Thoughts brought on by a visit to London’s exquisite Chiswick House:
We were here to see the camellias, much vaunted in the press, and, well, of much interest. Basically a Chinese enthusiasm stretching back century after century, they were discovered by European gardeners in the 18th century, and living plants began to reach the West late in the century, and early in the 19th. The plants were misunderstood. In China, they were essentially florists flowers, nurtured in pots, and brought into houses and courtyards at their fullest beauty, admired, then grown on elsewhere until the following season.
At first hugely expensive in Europe, they were also thought not to be hardy. Grand camellia houses were built or old-fashioned orangeries were adapted to keep them from the cold. Chiswick got a purpose built camellia house in the 1820’s, got stocked up with lovely things, and, amazingly, some of the original plants still survive.However, gardeners here soon realised that the plants were cold tolerant, and therefore began to grow them outdoors as part of the shrubbery. But the Chinese gardeners knew a thing or two… However tough the plants, the flowers themselves are not especially cold tolerant, and both open flowers and buds get damaged by frost. Many sorts, being very double, soon get soggy and rot after rain. Strong sunlight burns the petals. The flowers don’t easily drop once they are finished, hanging on the bushes in brown dereliction unless encouraged to fall. The bushes are densely foliaged, and the leaves, polished and darkest green, show no form or variation of tone: in the open garden, big bushes make solid dark objects, dotted with splodges of white, or pinks, cerises, scarlets (or brown). Perhaps ancient gardeners get too critical; as a very young person I visited the huge camellia plantings at the Villa Carlotta on Lake Como in northern Italy, and didn’t see any disadvantages, just finding the flowers to be totally, ravishingly, lovely.
The ones under glass at Chiswick, being such early introductions, are of historical importance.

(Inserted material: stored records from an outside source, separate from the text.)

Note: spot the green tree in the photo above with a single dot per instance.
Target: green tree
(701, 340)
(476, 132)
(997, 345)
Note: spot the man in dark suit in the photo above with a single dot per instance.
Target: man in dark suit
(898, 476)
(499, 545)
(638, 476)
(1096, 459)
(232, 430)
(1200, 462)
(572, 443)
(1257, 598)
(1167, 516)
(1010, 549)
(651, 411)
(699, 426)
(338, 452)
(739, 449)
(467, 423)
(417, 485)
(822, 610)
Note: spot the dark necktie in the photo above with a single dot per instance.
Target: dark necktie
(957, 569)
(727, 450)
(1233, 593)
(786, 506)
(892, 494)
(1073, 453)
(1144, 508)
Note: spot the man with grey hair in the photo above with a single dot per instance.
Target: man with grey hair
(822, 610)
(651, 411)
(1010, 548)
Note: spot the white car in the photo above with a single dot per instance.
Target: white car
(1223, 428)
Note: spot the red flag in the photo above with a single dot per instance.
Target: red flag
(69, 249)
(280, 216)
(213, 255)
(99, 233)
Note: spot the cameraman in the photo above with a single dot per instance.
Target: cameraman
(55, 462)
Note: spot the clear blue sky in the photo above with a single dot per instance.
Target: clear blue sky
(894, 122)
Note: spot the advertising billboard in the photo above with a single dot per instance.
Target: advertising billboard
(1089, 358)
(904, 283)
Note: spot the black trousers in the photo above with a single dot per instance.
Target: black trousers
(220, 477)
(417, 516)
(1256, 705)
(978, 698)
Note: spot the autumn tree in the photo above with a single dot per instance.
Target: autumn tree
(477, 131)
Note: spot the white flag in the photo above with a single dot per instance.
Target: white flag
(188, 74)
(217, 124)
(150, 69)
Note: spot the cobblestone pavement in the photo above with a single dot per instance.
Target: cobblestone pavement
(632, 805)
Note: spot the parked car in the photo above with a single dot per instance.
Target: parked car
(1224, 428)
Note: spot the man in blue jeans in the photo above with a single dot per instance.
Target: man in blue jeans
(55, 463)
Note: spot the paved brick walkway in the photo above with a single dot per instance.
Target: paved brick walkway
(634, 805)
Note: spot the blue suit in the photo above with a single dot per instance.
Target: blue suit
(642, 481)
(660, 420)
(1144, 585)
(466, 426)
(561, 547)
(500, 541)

So much so that they were rescued and rehabilitated by the International Camellia Society. Most had lost their names, and the oldest, ‘Middlemist’s Red’, named after the nurseryman who first marketed it, would in any case have had a Chinese name in China, and perhaps a very ancient history too. However, the loveliest are now given, presumably by the ICS, rather generic Latin variety names, along the lines of ‘Elegans’ or ‘Imbricata’.

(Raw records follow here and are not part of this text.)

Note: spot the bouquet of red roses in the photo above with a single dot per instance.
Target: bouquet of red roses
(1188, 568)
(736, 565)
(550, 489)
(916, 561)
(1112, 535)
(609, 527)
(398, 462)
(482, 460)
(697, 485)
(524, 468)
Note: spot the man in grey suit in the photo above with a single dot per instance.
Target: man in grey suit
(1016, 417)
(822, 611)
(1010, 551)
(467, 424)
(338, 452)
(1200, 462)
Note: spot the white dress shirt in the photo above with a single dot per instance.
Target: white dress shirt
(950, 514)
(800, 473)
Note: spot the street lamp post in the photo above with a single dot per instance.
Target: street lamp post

More enticingly, the Chiswick plants are being propagated. This is both brilliant and alarming. Brilliant because the gardener can buy, and grow, a lovely piece of garden history. Alarming because both camellia ‘Elegans’ and ‘Imbricata’ are so appallingly beautiful that I must have them! Better still, potted and shifted indoors for flowering, another of their qualities can be captured, for some are also fragrant.